# impossible d'activer mon ipad



## GwLudd (12 Janvier 2015)

Bonjour,


Ma nièce possède un Ipad wifi modèle A1432 qui depuis quelques jours reste bloquer au démarrage.

Il y a quelques jours le petit frère a manipuler la tablette et depuis celle-ci indique Ipad désactivé et en dessous Se connecter a Itunes.
Le mot de pass qu'il y avait sur la tablette n'est même pas demandé.
Quand je connecte l'ipad a itunes, il m'oblige a mettre a jour la tablette mais voila je suis à l'étranger et la connection internet n'est pas terrible du tout.
Quand j'essai de télécharger la maj, ça m'indique 50jours+ pour la télécharger et avec des interruptions tous le temps du téléchargement
Je suis allé dans un cyber dans la semaine ou j'ai réussi à télécharger la maj mais j'ai eu une erreur 4000 quelquechose ..
1 semaine que j'essai de télécharger la maj en vain..

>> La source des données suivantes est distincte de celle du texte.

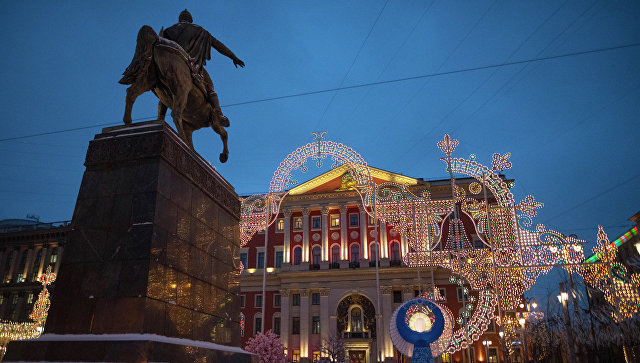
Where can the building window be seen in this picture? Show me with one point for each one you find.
(335, 220)
(297, 255)
(295, 299)
(374, 252)
(316, 222)
(397, 296)
(276, 325)
(244, 259)
(335, 253)
(395, 251)
(278, 262)
(315, 254)
(260, 262)
(466, 296)
(315, 325)
(493, 355)
(355, 252)
(353, 220)
(295, 325)
(258, 325)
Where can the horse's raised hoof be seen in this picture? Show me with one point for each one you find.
(224, 121)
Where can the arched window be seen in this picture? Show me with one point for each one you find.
(315, 255)
(335, 253)
(374, 252)
(356, 320)
(355, 252)
(395, 251)
(297, 255)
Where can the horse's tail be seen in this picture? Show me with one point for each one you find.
(139, 66)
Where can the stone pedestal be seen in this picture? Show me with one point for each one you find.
(153, 247)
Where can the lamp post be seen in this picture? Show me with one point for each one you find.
(486, 344)
(563, 298)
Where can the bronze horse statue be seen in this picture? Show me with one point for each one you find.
(161, 66)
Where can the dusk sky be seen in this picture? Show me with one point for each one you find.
(566, 108)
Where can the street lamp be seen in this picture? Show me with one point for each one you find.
(564, 298)
(486, 344)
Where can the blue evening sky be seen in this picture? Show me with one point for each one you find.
(571, 123)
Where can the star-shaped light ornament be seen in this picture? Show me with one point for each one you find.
(448, 145)
(529, 206)
(501, 162)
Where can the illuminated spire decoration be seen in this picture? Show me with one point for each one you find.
(10, 330)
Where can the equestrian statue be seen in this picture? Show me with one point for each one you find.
(171, 65)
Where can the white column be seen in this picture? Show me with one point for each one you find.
(286, 255)
(305, 235)
(284, 317)
(324, 315)
(304, 323)
(344, 253)
(325, 234)
(364, 248)
(387, 347)
(383, 239)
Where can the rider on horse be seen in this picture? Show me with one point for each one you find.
(198, 43)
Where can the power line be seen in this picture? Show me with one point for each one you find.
(361, 85)
(353, 62)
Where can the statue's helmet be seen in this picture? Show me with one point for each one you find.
(185, 17)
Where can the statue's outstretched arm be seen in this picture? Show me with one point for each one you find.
(222, 49)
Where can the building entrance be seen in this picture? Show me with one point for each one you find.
(357, 356)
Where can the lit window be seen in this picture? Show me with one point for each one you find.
(315, 325)
(260, 260)
(315, 254)
(297, 255)
(316, 222)
(276, 325)
(353, 220)
(335, 253)
(395, 251)
(335, 221)
(295, 325)
(355, 252)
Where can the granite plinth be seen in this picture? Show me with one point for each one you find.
(154, 243)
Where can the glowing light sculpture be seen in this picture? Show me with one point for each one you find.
(10, 330)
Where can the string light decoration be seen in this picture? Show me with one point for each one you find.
(10, 330)
(607, 275)
(254, 208)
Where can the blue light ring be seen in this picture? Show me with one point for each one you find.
(424, 338)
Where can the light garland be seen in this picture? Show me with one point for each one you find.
(10, 330)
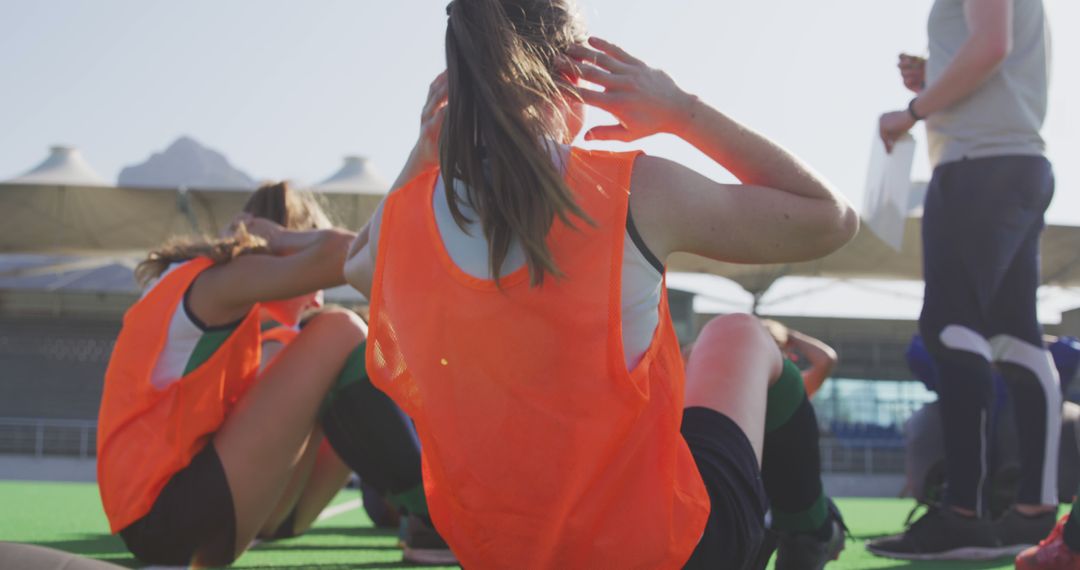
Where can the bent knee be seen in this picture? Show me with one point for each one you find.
(740, 325)
(739, 336)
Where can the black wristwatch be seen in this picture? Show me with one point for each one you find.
(910, 110)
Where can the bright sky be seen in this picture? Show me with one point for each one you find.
(285, 89)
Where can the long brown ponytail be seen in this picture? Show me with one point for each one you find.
(497, 135)
(275, 202)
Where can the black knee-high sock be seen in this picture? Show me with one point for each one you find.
(791, 463)
(374, 436)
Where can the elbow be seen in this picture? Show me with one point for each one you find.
(842, 228)
(995, 50)
(849, 225)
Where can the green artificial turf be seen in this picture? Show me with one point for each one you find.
(68, 517)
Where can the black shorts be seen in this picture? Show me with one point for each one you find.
(728, 465)
(192, 515)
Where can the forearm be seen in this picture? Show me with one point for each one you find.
(750, 157)
(976, 60)
(323, 255)
(821, 355)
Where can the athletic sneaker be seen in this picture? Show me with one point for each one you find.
(1020, 531)
(942, 534)
(804, 551)
(1051, 554)
(423, 545)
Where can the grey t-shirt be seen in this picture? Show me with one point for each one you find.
(1006, 113)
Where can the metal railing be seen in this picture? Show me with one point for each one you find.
(45, 437)
(863, 457)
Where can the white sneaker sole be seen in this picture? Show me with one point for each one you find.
(967, 553)
(429, 556)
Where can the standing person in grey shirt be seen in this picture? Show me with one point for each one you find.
(983, 94)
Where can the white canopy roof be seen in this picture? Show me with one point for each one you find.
(356, 176)
(64, 165)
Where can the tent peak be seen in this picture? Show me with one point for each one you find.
(65, 165)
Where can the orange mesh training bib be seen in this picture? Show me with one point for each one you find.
(145, 434)
(280, 334)
(540, 450)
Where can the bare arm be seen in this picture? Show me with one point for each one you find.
(822, 358)
(988, 43)
(304, 261)
(783, 212)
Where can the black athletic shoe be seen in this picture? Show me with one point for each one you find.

Est-ce qu'il y a une autre solution pour activer la tablette sans la mettre à jour svp ?
Existe-t'il une autre solution à ce problème.



Merci de toute l'aide que vous apporterez pour me sortir de cette situation


----------



## adixya (12 Janvier 2015)

Je n'arrive pas à copier coller un lien sur ce forum depuis l'iPhone que ce soit via l'appli ou sur safari je ne sais pas pourquoi.
Mais fais une recherche Google pour "iPhone soft corriger l'erreur itunes ne peut pas lire le contenu de l'iPhone" et c'est le premier lien qui sort.


----------



## GwLudd (13 Janvier 2015)

Merci pour le lien je vais tester ça


----------